Deployment structure changes (Guzzle 2.3.0)
As per new deployment approach, guzzle reduces scope of shared storage just to keep guzzle module and third-party dependency jar files which can be referenced by activities running in the remote clusters. Guzzle API must be accessible from the remote clusters where guzzle activities are running. Following are the high-level changes -
- Shared storage account is not needed to be mounted on Guzzle VM or remote spark clusters
- Guzzle keeps all configs and logs on local file system of the Guzzle VM. Activities running in remote spark clusters use Guzzle APIs to read necessary configs and to write activity logs
- GUZZLE_HOME environment variable is not needed to be defined in Guzzle VM. All the directories from previous GUZZLE_HOME are now referred from GUZZLE_PRODUCT_HOME
- Guzzle config file guzzle.yml is removed. All the config properties from guzzle.yml are referred from guzzle-api.yml
- When shared storage is enabled - guzzle upgrade process will sync guzzle module and third-party dependency jar files every time guzzle is upgraded. Also there is an option to sync jar files with storage account in Guzzle UI
- Setup Workspace button from databricks compute editor is removed
#
Automatic upgrade steps- Move directories bin, conf, libs, logs, scripts and test-data from current GUZZLE_HOME to GUZZLE_PRODUCT_HOME
- Remove version.txt file from current GUZZLE_HOME
- Move config properties default_spark, java, guzzle and api from guzzle.yml to guzzle-api.yml
- Remove guzzle.yml and passphrase files from conf directory
- Remove config property dbfs_guzzle_dir from azure databricks compute configs
- Remove config property guzzle_storage_linked_service from azure synapse spark compute configs
- Remove mount properties of storage setting specified in guzzle-api.yml
- Add property
deployment_scheme: azure
under guzzle setting in guzzle-api.yml
#
Post upgrade manual setup steps- Ensure that Guzzle API is accessible from the remote spark cluster
- Navigate to Manage > Environment Config > Api Settings in Guzzle UI and specify Guzzle API URL, Key vault name and Secret name which is holding value of the passphrase
- Unmount guzzle shared storage account from Guzzle VM [Optional]
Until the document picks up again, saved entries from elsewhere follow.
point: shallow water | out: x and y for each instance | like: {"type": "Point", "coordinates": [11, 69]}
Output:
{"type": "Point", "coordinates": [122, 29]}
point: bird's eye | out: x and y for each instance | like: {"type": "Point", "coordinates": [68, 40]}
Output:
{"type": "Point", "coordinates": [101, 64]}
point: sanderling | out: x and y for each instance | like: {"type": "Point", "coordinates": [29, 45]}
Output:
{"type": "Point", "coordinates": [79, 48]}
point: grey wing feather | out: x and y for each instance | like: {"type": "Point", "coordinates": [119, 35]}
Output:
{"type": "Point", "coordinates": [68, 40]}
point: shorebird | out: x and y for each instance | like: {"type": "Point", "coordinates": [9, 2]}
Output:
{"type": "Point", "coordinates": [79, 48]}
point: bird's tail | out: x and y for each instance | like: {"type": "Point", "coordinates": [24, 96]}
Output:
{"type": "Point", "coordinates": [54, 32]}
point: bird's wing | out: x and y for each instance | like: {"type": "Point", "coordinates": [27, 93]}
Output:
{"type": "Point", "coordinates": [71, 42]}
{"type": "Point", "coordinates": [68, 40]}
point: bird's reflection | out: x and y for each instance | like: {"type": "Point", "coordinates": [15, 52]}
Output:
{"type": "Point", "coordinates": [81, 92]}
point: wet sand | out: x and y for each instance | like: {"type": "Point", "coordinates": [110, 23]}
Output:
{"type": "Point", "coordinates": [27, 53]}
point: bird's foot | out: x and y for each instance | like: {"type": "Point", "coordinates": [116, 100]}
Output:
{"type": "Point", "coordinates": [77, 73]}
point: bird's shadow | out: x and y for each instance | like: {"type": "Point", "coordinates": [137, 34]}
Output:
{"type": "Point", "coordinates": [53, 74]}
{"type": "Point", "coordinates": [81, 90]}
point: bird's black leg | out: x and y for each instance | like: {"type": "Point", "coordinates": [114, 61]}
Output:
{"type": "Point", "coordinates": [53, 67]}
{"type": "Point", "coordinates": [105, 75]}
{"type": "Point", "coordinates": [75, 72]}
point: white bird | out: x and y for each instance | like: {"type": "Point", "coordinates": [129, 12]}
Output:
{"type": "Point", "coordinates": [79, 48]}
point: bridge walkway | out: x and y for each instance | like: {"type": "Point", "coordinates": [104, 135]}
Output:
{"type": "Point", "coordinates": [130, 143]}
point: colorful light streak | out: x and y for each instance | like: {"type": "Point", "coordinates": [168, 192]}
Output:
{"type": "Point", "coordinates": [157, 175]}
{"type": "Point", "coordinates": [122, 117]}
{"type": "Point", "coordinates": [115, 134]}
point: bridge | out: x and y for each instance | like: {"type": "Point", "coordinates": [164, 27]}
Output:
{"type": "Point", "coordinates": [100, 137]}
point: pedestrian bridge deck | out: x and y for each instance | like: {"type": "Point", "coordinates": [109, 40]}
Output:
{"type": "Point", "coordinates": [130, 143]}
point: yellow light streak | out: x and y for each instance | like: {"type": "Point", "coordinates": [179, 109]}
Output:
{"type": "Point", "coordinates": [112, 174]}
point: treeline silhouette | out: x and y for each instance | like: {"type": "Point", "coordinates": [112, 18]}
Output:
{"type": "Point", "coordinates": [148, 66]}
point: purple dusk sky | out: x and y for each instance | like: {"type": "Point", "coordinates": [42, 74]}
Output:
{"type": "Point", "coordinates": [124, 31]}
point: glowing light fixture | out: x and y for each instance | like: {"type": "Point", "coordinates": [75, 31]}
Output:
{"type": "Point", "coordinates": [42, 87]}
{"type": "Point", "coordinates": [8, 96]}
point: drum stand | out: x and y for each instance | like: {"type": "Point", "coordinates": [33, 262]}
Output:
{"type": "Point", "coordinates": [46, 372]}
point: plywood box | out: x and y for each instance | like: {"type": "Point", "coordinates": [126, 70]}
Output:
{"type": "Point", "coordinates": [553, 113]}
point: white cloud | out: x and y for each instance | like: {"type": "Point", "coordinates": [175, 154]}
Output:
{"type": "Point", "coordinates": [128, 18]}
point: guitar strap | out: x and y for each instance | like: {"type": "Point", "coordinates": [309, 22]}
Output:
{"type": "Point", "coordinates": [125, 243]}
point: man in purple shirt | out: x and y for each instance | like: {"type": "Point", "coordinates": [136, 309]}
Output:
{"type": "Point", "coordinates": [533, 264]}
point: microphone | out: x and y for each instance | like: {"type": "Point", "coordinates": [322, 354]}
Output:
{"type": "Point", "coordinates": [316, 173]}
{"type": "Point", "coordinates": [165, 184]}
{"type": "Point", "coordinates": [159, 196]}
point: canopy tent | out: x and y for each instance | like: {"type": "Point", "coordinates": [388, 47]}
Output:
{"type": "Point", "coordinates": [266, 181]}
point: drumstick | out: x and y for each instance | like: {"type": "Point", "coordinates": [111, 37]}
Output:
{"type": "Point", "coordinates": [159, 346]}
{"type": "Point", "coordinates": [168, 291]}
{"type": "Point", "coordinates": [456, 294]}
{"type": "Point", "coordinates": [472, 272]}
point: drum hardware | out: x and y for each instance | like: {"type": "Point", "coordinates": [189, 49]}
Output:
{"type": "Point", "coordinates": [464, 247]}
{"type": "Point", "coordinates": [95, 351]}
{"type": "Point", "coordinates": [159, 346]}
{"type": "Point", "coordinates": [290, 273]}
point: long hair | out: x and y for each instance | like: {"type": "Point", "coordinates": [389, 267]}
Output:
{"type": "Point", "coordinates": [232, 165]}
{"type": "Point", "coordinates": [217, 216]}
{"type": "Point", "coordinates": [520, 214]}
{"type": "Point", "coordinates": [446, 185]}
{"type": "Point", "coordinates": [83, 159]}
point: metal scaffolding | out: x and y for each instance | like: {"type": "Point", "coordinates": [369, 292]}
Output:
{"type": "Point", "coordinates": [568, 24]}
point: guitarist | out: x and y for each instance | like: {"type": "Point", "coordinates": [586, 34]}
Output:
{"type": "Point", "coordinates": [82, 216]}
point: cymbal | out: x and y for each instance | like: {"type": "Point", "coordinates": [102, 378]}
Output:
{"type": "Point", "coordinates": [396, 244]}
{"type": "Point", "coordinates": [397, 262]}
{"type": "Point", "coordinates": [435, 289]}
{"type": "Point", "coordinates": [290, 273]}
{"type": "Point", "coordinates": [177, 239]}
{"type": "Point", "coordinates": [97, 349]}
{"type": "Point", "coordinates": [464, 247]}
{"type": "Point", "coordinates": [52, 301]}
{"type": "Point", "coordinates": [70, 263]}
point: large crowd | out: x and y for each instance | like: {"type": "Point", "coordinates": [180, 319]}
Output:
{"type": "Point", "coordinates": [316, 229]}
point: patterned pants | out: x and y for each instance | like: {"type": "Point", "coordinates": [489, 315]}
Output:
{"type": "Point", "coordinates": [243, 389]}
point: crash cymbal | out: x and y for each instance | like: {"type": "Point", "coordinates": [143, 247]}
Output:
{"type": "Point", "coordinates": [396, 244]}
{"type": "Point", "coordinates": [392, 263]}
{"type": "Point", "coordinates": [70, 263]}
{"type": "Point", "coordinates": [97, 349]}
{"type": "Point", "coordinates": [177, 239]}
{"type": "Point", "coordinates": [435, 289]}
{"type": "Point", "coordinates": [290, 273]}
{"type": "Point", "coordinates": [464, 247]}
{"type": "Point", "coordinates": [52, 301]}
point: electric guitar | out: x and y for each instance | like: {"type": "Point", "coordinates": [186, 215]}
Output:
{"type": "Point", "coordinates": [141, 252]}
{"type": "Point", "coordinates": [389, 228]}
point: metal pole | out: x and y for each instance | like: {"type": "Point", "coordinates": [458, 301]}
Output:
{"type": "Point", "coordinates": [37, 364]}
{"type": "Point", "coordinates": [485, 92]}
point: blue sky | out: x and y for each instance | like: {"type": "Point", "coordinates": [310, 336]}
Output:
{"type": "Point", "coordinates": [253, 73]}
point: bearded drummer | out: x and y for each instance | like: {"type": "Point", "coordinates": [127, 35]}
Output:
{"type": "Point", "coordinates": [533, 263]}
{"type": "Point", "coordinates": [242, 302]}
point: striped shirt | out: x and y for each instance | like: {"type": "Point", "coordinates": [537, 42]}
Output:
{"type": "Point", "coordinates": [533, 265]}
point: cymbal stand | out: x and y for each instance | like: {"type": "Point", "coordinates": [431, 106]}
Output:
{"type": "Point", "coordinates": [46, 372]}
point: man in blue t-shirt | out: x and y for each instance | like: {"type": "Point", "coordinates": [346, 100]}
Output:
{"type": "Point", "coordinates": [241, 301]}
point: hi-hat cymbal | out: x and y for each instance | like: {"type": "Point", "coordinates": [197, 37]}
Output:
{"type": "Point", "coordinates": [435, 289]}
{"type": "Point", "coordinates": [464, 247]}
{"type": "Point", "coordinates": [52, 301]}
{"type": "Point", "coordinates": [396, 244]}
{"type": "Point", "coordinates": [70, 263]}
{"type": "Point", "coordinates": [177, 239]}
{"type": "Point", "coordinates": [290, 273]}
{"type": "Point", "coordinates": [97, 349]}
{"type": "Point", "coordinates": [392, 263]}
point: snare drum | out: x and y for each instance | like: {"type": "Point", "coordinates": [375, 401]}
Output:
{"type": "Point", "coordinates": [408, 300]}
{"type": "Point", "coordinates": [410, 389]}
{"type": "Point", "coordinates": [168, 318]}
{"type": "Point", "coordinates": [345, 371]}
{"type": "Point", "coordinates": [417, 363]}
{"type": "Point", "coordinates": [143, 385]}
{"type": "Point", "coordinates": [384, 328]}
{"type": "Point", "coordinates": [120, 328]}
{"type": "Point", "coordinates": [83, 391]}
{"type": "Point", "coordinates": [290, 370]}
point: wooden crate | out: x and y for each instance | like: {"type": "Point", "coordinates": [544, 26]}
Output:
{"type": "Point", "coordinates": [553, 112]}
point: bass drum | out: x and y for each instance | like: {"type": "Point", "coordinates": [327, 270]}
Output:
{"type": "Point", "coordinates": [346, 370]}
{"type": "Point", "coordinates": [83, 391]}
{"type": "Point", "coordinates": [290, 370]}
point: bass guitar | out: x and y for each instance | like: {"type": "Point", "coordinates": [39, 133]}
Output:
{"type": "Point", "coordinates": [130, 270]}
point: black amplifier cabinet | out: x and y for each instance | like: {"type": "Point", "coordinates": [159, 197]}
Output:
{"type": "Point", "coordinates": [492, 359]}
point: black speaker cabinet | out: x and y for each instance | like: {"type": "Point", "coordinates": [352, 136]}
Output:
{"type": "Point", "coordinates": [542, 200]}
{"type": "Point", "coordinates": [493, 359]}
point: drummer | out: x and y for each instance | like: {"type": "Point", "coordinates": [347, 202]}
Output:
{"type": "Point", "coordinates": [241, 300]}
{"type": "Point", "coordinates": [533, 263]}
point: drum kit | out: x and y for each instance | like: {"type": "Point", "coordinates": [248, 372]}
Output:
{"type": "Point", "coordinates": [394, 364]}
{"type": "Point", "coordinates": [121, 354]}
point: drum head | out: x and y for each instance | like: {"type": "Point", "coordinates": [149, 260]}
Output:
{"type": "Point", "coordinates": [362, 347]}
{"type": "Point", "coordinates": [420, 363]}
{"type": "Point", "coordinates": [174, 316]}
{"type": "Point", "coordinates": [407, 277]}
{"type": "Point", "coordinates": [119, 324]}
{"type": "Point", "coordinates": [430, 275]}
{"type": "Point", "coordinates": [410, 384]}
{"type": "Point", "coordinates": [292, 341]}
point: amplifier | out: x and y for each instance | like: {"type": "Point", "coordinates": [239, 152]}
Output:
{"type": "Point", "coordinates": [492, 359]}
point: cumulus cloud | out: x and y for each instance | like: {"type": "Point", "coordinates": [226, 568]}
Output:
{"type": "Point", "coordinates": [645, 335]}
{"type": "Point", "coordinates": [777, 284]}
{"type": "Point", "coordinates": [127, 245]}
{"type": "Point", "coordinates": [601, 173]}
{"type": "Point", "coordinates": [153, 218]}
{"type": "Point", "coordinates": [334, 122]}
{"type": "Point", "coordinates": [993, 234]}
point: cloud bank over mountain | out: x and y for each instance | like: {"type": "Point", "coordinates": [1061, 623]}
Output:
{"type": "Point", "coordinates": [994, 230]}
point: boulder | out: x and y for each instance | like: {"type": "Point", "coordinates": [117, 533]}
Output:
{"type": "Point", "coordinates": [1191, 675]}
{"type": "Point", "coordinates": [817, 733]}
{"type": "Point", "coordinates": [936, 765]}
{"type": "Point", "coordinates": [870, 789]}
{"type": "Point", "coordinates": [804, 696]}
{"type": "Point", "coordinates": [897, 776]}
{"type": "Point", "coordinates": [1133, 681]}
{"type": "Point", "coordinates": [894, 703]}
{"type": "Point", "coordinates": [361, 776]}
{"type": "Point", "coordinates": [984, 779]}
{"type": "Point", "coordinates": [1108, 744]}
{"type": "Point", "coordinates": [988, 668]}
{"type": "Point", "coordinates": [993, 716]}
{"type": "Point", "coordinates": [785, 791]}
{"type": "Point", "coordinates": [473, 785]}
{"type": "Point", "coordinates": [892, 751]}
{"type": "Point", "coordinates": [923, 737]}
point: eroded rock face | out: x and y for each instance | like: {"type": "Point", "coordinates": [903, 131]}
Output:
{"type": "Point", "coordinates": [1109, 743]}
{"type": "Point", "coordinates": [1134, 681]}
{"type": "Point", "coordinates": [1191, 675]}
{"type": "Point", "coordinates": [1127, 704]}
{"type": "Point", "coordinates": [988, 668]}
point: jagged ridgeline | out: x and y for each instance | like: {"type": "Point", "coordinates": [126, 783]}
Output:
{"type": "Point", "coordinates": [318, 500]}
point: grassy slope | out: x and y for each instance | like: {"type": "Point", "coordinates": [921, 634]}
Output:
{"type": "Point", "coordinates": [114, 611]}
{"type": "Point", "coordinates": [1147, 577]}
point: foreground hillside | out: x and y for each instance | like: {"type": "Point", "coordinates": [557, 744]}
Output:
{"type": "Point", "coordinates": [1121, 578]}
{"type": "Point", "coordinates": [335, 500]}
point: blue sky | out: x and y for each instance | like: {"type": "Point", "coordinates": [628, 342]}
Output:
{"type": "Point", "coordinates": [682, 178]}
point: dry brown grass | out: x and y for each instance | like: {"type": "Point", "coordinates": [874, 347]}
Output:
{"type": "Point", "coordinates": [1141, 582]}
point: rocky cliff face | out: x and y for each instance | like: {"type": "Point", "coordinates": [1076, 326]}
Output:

- Remove GUZZLE_HOME environment variable from guzzle service (/lib/systemd/system/guzzle.service) [Optional]
#
When using Azure databricks clusters -- In databricks analytics clusters - specify following spark config which will be used as credential to refer and install jars from the shared storage (secret value should be access key of the storage account) -
fs.azure.account.key.[storage-account-name].dfs.core.windows.net {{secrets/[secret-scope]/[secret-name]}}
- Unmount guzzle shared storage account from databricks workspace [Optional]
- GUZZLE_HOME environment variable is not needed for databricks analytics clusters and can be removed [Optional]
#
When using Azure synapse spark clusters -- Linked service for guzzle shared storage can be removed from synapse workspace [Optional]